“Ágil, muito concentrada, rápida a analisar as adversárias e a tomar decisões”. É assim, de um golpe, que Filipe Melo descreve as principais características de Marta Caride. Os resultados alcançados pela esgrimista mostram que não há, nas palavras do treinador, qualquer ponta de exagero. Basta referir que, desde que se iniciou na modalidade, há apenas dois anos, Marta sagrou-se bi-campeã nacional de iniciados, vice-campeã de juniores, campeão nacional de cadetes e alcançou um terceiro lugar em seniores, sempre ao serviço do histórico Sport Club do Porto. Os feitos, nacionais e internacionais, valeram-lhe já o estatuto de atleta de alta competição e o sonho dela agora é conseguir estar presente nas Olimpíadas de 2020, no Japão.
Em futebolês corrente dir-se-ia que é uma atleta ‘focada’ num objetivo. Mas a vida de Marta vai muito além da esgrima, pela qual se apaixonou, e que vive com a intensidade que os dois parcos patrocínios e o apoio da família permitem, é apenas um dos seus ‘mundos’. “Quando não estou a treinar ou a competir, o que faço durante duas horas e meia, três dias por semana, sou uma pessoa igual a outras da minha idade”, garante. Os outros interesses são os de uma jovem normal de 14 anos, que é como ela própria se sente e que até ouve música, ainda que com auscultadores com o volume alto. E os gostos musicais até são bastante ecléticos, desde a música eletrónica a Drake, Bruno Mars ou Artic Monkeys. “Eu sei sempre quando ela acorda porque a primeira coisa que ela faz é colocar os auscultadores”, diz a mãe, Ana Sofia Gomes, com um sorriso.

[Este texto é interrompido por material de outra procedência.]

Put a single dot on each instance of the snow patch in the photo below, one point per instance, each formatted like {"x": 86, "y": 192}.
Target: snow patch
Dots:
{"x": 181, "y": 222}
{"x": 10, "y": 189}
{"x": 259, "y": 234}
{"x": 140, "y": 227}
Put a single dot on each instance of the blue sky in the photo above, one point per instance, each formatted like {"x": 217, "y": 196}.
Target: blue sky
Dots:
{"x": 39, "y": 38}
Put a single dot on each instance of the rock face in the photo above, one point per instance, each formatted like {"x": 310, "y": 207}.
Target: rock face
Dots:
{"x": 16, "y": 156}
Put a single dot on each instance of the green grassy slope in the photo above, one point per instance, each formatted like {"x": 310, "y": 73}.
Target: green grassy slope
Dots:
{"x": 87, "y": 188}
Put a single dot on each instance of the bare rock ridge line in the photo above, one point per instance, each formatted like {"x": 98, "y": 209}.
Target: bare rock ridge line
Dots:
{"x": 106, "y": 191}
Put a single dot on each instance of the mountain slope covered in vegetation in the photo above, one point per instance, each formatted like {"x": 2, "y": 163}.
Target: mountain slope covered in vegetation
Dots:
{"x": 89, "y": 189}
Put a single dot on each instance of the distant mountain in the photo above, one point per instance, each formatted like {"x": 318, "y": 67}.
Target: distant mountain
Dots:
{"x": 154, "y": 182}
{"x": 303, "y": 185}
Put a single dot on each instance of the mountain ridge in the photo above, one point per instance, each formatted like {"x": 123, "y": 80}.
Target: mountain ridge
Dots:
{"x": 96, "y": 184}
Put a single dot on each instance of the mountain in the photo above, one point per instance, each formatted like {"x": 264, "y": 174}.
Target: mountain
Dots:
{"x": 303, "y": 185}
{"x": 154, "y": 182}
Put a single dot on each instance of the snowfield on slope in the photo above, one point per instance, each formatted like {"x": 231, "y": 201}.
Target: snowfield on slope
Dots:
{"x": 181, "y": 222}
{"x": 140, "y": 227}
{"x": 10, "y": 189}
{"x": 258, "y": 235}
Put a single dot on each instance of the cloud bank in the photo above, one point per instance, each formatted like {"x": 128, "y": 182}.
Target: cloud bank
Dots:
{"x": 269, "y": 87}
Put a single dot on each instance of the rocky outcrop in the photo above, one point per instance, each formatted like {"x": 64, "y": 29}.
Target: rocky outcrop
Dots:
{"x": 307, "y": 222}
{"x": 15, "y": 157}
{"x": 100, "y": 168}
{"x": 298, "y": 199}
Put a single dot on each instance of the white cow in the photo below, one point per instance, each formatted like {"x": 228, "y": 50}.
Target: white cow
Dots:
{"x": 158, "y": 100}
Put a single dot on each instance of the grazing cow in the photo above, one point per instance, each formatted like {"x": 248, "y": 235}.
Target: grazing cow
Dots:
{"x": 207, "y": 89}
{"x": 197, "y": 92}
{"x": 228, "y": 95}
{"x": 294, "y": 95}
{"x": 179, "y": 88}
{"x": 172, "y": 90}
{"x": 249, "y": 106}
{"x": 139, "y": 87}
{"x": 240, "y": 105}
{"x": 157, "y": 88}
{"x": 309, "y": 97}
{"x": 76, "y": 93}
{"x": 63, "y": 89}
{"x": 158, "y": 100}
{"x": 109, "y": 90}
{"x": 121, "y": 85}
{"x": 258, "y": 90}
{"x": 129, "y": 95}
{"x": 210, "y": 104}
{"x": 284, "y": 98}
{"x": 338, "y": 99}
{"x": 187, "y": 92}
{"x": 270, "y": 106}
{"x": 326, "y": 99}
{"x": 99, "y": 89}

A surdez foi-lhe detetada aos dois anos quando os pais se aperceberam que “perdia o equilíbrio ou não nos respondia quando a chamávamos e não estava a olhar para nós”, explica a mãe. Após apurados exames o diagnóstico médico revelou que sofria de surdez severa no ouvido direito e profunda no esquerdo. “Ouço sensivelmente trinta por cento do que consegue ouvir qualquer pessoa”, atalha Marta. Aliás, é quando recorda o implante de uma mais evoluída prótese auditiva, que os olhos de Marta marejam de emoção: “Quando saí do consultório conseguia ouvir as rodas dos autocarros e até os barulhos das pessoas a conversar. Foi incrível”.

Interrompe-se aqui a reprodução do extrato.